Ce massacre a lancé l'un des conflits les plus meurtriers au monde depuis la deuxième guerre mondiale.
Une ONG américaine, International Rescue Committee, a avancé le chiffre controversé de 5,4 millions de morts entre 1998 et 2007.
Un bilan contesté par les démographes mais qui a marqué l'esprit de nombreux Congolais, persuadés que les conflits dans l'Est ont fait "six millions de morts".
Le rapport cite les auteurs présumés de chaque crimes.Ils se trouvent parmi tous les acteurs congolais et étrangers impliqués dans les deux guerres du Congo (1996-98, puis 1998-2003).
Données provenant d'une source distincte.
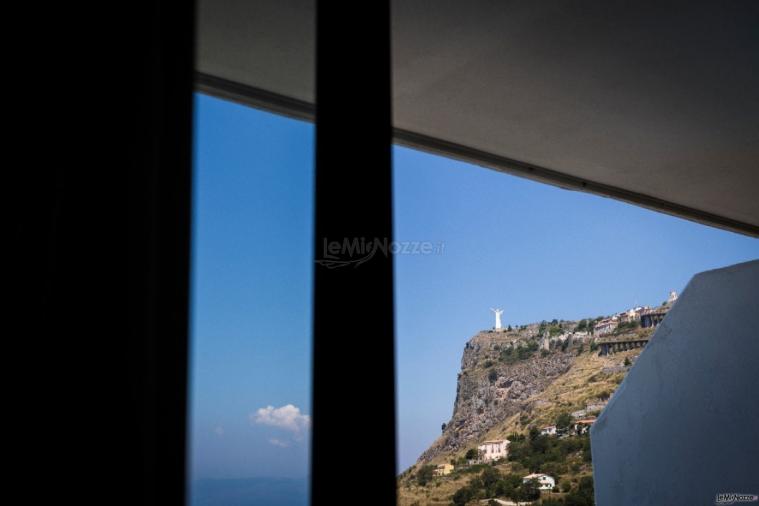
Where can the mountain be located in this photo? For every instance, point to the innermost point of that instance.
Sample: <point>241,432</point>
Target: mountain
<point>511,384</point>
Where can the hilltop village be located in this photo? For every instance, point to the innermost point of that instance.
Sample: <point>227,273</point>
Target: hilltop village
<point>526,398</point>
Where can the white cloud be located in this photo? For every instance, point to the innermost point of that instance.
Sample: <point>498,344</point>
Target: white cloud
<point>287,417</point>
<point>279,442</point>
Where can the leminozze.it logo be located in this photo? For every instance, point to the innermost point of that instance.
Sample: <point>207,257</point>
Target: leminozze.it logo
<point>732,498</point>
<point>355,251</point>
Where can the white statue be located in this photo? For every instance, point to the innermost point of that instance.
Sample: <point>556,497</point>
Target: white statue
<point>498,313</point>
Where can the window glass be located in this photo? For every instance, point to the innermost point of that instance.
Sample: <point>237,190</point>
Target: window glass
<point>251,307</point>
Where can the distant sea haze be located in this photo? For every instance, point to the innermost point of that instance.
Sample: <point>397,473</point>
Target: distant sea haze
<point>249,492</point>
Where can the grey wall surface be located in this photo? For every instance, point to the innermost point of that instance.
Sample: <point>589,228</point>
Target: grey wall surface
<point>684,424</point>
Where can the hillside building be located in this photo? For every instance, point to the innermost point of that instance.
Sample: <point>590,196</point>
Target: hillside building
<point>494,450</point>
<point>606,326</point>
<point>548,431</point>
<point>543,481</point>
<point>443,470</point>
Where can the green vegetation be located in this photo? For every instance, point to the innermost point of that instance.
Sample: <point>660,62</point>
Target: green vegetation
<point>492,483</point>
<point>563,421</point>
<point>583,496</point>
<point>538,453</point>
<point>425,474</point>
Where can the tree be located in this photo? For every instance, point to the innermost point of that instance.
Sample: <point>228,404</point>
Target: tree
<point>462,496</point>
<point>563,421</point>
<point>424,475</point>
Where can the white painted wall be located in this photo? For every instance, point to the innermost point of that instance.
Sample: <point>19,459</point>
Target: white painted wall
<point>684,424</point>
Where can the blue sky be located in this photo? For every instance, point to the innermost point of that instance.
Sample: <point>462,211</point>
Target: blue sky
<point>537,251</point>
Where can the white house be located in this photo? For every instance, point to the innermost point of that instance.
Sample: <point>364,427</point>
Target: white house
<point>543,481</point>
<point>494,450</point>
<point>548,431</point>
<point>606,326</point>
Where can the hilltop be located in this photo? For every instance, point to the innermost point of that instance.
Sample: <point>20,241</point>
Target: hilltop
<point>511,384</point>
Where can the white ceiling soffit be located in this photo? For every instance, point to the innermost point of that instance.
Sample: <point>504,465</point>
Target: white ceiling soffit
<point>655,103</point>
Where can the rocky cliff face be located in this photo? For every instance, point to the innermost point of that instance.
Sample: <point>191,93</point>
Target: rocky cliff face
<point>491,389</point>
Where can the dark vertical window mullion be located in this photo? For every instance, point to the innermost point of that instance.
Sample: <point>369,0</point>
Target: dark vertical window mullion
<point>353,439</point>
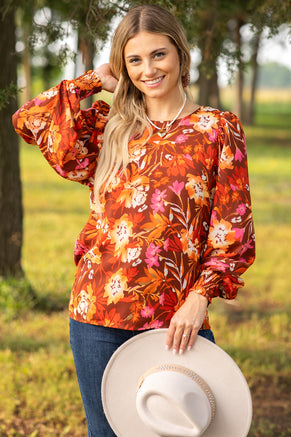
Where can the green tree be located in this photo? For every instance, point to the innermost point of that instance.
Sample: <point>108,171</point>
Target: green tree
<point>10,184</point>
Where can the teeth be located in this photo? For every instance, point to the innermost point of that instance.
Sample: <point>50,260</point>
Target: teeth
<point>152,82</point>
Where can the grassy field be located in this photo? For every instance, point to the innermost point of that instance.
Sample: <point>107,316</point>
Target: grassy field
<point>40,396</point>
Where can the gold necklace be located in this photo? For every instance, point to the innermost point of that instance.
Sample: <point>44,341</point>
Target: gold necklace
<point>164,130</point>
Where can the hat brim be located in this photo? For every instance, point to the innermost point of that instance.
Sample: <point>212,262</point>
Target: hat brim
<point>136,356</point>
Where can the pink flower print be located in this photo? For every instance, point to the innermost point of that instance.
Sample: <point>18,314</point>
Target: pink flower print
<point>152,325</point>
<point>61,172</point>
<point>213,136</point>
<point>177,187</point>
<point>241,209</point>
<point>82,164</point>
<point>166,244</point>
<point>157,201</point>
<point>152,255</point>
<point>181,139</point>
<point>185,122</point>
<point>147,312</point>
<point>238,155</point>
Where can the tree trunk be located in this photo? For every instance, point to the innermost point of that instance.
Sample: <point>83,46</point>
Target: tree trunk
<point>239,106</point>
<point>10,184</point>
<point>26,61</point>
<point>209,94</point>
<point>255,70</point>
<point>87,49</point>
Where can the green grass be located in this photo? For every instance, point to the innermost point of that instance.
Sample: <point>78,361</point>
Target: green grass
<point>41,392</point>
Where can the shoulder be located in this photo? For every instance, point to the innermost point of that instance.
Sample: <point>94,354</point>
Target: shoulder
<point>101,107</point>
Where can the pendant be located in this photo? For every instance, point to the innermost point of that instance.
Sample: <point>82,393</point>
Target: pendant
<point>162,133</point>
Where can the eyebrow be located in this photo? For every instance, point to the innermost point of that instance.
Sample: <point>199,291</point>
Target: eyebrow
<point>152,53</point>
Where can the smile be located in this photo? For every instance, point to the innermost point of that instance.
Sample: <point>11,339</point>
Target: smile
<point>153,82</point>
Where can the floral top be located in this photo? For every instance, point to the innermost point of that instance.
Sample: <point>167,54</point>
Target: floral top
<point>177,221</point>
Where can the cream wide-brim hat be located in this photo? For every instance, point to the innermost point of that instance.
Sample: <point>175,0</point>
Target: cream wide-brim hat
<point>150,392</point>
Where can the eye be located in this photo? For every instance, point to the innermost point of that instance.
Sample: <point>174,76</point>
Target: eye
<point>133,60</point>
<point>159,55</point>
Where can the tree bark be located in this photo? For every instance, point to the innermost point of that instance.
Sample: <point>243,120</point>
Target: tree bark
<point>239,106</point>
<point>209,94</point>
<point>10,183</point>
<point>87,50</point>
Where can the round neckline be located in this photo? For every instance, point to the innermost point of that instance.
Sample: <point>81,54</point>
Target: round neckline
<point>160,123</point>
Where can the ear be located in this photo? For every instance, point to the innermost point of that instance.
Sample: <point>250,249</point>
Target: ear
<point>186,78</point>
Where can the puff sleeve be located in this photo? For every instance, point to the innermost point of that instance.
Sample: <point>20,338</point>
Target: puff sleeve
<point>230,244</point>
<point>69,138</point>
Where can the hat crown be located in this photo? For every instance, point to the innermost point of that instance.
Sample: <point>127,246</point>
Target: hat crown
<point>174,401</point>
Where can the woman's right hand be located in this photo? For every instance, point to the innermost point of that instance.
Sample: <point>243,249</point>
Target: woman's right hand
<point>109,82</point>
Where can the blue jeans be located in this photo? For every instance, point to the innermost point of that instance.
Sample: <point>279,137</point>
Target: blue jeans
<point>92,348</point>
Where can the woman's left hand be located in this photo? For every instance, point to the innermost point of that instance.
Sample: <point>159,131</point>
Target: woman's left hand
<point>186,323</point>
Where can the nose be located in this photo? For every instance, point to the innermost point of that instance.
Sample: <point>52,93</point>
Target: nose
<point>150,69</point>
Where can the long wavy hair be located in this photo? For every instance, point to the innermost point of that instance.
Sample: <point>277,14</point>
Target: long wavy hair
<point>127,116</point>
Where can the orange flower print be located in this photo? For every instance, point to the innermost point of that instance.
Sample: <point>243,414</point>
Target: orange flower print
<point>94,255</point>
<point>112,318</point>
<point>115,287</point>
<point>226,158</point>
<point>132,255</point>
<point>35,124</point>
<point>188,245</point>
<point>221,234</point>
<point>197,189</point>
<point>54,137</point>
<point>205,122</point>
<point>120,234</point>
<point>135,191</point>
<point>86,301</point>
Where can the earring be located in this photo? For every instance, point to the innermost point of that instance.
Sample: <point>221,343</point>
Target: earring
<point>186,80</point>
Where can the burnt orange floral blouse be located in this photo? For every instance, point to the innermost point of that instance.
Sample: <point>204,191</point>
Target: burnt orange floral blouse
<point>178,221</point>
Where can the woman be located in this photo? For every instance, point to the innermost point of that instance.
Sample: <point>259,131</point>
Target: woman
<point>170,226</point>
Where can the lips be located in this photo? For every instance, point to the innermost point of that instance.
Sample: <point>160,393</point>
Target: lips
<point>153,82</point>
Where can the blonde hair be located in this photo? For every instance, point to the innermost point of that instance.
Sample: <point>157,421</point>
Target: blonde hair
<point>127,116</point>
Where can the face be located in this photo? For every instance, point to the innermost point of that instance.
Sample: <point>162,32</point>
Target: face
<point>153,65</point>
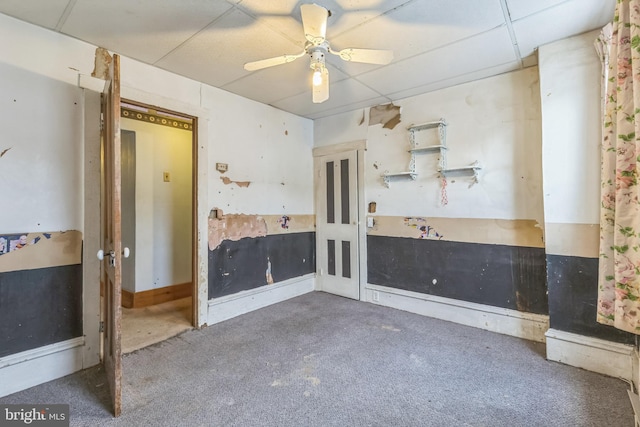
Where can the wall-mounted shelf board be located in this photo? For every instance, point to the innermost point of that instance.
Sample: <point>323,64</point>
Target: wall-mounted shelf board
<point>429,148</point>
<point>461,169</point>
<point>388,177</point>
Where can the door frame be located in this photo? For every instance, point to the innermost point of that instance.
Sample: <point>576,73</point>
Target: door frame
<point>360,147</point>
<point>200,171</point>
<point>91,239</point>
<point>195,224</point>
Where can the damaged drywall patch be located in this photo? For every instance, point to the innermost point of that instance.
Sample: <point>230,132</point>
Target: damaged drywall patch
<point>388,115</point>
<point>102,63</point>
<point>228,181</point>
<point>234,227</point>
<point>30,251</point>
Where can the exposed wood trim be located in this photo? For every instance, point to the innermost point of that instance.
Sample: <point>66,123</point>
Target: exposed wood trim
<point>593,354</point>
<point>156,296</point>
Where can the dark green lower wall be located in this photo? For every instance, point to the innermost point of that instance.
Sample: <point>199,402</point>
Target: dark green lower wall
<point>498,275</point>
<point>573,295</point>
<point>39,307</point>
<point>242,265</point>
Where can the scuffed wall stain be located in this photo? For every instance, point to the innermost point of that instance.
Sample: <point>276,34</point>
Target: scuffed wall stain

Il y a la rébellion congolaise des AFDL de Laurent-Désiré Kabila, qui prend le pouvoir en mai 1997 en renversant les forces régulières en débandade du vieux maréchal Mobutu.
Il y a les alliés de l'AFDL, l'Ouganda de Yoweri Museveni et le Rwanda de Paul Kagame, deux leaders toujours au pouvoir en 2020.
Après un retournement d'alliance en août 1998, le Rwanda et l'Ouganda ont continué à contrôler l'Est de la RDC, soit directement, soit par milices interposées.
A sa publication il y a 10 ans, le rapport des Nations unies avait été dénoncé avec virulence par le Rwanda et l'Ouganda.
La position de Kigali n'a guère changé."On ne peut pas partir d’un projet de rapport contesté comme celui-ci pour lancer un tribunal pénal international", a déclaré le ministre rwandais des Affaires étrangères Vincent Biruta, dans un entretien à Jeune Afrique mercredi.